I wonder what nudges, reprimands or penalties Amazon will invoke when they get the pattern. What proportion of readers really are like me and don’t buy the book?   Will Amazon to redesign my process or make me see it from a different perspective because I stop their purchasing a few pages in?  I see Amazon’s Alexa now has Hunches, will she/he sense my preference for library borrowing and urge me to buy the book instead or will Alexa be biased in favour of libraries?

Enough on Alexa and Amazon. The books I haven’t bought during 2018 are a mixed bunch:

  1. Happiness Quantified: A Satisfaction Calculus Approach, Bernard van Praag and Ada Ferrer-i-Carbonell.
  2. The Happiness Advantage: The Seven Principles of Positive Psychology that Fuel Success and Performance at Work, Shawn Achor
  3. Dynamic Capabilities and Strategic Management: Organizing For Innovation And Growth, David Teece
  4. The Big Leap: Conquer Your Hidden Fear and Take Life to the Next Level, Gay Hendricks
  5. The Tyranny of Metrics, Jerry Z Muller
  6. Agile IT Organization Design: For Digital Transformation and Continuous Delivery,  Sriram Narayan
  7. Emotions, Learning, and the Brain: Exploring the Educational Implications of Affective Neuroscience,  Mary Helen Immordino-yang
  8. Deviate: the science of seeing differently, Beau Lotto
  9. Grit: The Power of Passion and Perseverance, Angela Duckworth,
  10. Small Arcs of Larger Circles: framing through other patterns, Nora Bateson
  11. Simple Complexity: a clear guide to complexity thinking, Neil Johnson
  12. Notes on a nervous planet, Matt Haig
  13. GDP: a brief but affectionate history, Diane Coyle
  14. Twitter and Tear Gas: the power and fragility of networked protest,  Zeynep Tufekci
  15. Networks of Outrage and Hope: social movements in the internet age, Manuel Castells
  16. Doughnut Economics: seven ways to think like a 21st century economist, Kate Raworth,
  17. Miniature Guide to Critical Thinking, Concepts, and Tools,  Richard Paul
  18. Metaphors in Mind: transformations through symbolic modelling,  James Lawley
  19. Moral Courage, Rushworth Kidder
  20. Bullshit jobs, David Graeber

Applying my human sense-making to the list and attempting to see a pattern in it, reveals that through the year I was looking at four categories:  employee experience (1, 2, 20), designing systems (3, 6, 10, 11, 18), operational context (5, 12, 13, 14, 15, 16)  and brain stuff (7, 8, 4, 9, 17, 19).
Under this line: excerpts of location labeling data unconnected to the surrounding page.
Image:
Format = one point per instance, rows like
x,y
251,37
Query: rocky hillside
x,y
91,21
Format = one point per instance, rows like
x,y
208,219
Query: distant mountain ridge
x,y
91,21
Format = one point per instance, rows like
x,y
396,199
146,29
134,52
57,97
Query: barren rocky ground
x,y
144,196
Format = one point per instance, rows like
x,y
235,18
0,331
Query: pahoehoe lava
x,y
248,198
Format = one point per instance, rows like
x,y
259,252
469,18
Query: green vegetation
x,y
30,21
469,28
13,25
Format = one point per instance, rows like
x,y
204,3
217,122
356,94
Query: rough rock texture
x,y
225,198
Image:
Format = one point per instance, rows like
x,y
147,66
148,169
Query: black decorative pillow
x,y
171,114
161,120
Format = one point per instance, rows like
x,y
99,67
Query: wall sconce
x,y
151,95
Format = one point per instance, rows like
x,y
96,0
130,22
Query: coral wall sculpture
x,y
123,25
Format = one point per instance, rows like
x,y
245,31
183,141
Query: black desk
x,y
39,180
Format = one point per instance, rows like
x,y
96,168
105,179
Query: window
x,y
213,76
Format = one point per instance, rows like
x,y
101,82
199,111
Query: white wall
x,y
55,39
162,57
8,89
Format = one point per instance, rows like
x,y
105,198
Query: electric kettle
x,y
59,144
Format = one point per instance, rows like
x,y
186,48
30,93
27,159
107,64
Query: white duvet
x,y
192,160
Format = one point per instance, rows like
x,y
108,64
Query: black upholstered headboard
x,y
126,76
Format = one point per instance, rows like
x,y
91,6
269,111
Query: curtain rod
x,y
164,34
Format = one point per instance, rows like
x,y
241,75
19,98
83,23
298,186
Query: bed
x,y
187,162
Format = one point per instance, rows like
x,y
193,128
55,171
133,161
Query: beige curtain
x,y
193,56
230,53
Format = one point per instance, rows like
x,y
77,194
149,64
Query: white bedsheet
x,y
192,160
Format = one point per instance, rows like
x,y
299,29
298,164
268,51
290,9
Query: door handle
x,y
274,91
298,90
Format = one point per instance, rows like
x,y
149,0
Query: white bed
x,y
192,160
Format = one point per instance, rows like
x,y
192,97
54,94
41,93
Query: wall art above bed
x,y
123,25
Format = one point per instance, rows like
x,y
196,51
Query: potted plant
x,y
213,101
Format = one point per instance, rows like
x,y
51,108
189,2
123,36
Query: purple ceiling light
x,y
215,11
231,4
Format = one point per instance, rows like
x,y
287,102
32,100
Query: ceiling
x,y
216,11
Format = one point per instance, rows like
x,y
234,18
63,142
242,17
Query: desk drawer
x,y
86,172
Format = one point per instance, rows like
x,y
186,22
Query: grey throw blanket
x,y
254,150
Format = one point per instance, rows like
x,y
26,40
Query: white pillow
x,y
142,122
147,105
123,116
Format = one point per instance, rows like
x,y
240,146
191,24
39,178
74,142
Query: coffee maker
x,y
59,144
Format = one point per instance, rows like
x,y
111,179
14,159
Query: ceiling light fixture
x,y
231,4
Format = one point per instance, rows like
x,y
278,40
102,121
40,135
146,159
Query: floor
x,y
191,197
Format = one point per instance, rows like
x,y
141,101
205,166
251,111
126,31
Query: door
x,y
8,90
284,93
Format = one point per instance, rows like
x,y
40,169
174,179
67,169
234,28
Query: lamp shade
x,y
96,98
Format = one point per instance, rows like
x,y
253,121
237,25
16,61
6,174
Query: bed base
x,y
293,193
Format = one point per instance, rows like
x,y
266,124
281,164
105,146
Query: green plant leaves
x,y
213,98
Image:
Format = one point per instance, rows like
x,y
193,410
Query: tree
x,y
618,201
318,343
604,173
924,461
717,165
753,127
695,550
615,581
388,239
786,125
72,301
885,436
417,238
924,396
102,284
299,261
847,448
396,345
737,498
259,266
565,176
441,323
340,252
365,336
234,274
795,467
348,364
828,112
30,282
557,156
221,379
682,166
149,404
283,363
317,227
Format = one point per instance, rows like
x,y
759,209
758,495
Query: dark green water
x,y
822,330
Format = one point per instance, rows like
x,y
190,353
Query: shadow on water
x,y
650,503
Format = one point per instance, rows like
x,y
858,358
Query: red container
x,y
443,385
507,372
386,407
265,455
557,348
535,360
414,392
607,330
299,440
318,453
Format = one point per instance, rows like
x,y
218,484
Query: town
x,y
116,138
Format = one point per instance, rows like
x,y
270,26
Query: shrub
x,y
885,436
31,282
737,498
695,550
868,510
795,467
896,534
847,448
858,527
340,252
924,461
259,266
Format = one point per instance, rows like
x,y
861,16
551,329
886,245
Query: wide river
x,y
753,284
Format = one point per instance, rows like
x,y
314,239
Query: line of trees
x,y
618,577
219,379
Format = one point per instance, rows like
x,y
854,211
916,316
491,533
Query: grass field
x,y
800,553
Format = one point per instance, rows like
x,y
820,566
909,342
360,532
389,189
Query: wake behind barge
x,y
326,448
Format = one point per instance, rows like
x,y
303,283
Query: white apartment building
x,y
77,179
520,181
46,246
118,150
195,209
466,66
The list reflects the way I work with organisation design.  I do think it’s about designing structures, roles, processes and systems that yield a positive employee experience.  In doing that we have to be alert to the constantly changing environment (internal and external) and take thoughtful, often courageous action.

In each of the categories I find that, even if I have not either bought or borrowed the book, I have taken info from the sample chapter and used it in my work – an example from each category:

Employee Experience CategoryBullshit Jobs,  which discusses the ‘possibility that our society is riddled with useless jobs that no one wants to talk about’, because as he observes, ‘Everyone is familiar with those sort of jobs that don’t seem to the outsider, to really do much of anything’.  It did good service in alerting me to be more rigorous and critical in my work on job design.

Designing systems categorySimple Complexity – The writing style of the author irritated me so I looked for other sources of info and was recommended David Snowden’s 3-minute video How to Organise a Children’s Party which explains simply and brilliantly.  I’ve now shown the video many times in workshops.

Operational context categoryThe Tyranny of Metrics – not only did I borrow the book, from the library, and read it all, I also wrote a blog on it

Brain stuff categoryMiniature Guide to Critical Thinking, Concepts, and Tools – I wrote a blog on this too and I’m also now using the tools, frameworks, and info available on the Critical Thinking Foundation website – so well worth the download.

Have you read all or part of any of the books I downloaded sample chapters of?  If so, what did you learn from them?  Let me know.